4. Continue with Installing the Exported Package or Client.

Installing the Exported Package or Client

You can also use a third-party deployment software, a shared network path, email, or some other method to distribute the package or file.

Endpoint Client

1. For Windows, distribute the downloaded package or file to users' endpoint or run the EPS_<Year>_<Version>.exe /CreateMSI on the users' endpoint.

   On Windows 8.1 and higher, right-click the exe file and click Run as administrator to install the client.

   The EPS_<Year>_<Version>/CreateMSI command is supported only with the Endpoint Security Client E85.20 or higher.

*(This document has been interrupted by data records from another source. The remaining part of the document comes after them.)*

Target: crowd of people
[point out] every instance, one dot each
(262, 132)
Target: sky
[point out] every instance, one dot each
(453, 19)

It is supported for both 32-bit and 64-bit Windows.

   You can install the Endpoint Security client using the EPS.msi file through the Command Line Interface (CLI). To install:

   1. Transfer the EPS.msi file to the endpoints.

   2. In the endpoint's CLI, run:

      msiexec.exe /i <path to msi file>\EPS.msi

      For example, msiexec.exe /i C:\users\admin\EPS.msi

      Output

      USERINSTALLMODE=<blades' mask>

      Generating MSIs. It will take a few minutes.

      Please wait...

      ===> <location>\EPS.msi

      ===> <location>\32\EPS.msi

      The system creates the msi files for both 64-bit and 32-bit and opens Windows Explorer windows where the msi files are created.

   3. Make a note of the path where msi files are created.

   4. In the Command Prompt window, press any key to close.

   5. Transfer the msi file to the endpoints and run the msi file to install the Harmony Endpoint Security client.

   For more information, see sk179668.

2. For macOS, distribute the package or file to users' endpoint.

3. For Linux, run the sh script in the users' endpoint.

Browse Client

1. For Windows, distribute the downloaded package or file to users' endpoint or run the EndpointSetup.exe /CreateMSI on the users' endpoint.

2. For macOS, distribute the package or file to users' endpoint.

3. For ChromeOS, see sk173974.

You can only see the deployment status after the package is successfully installed.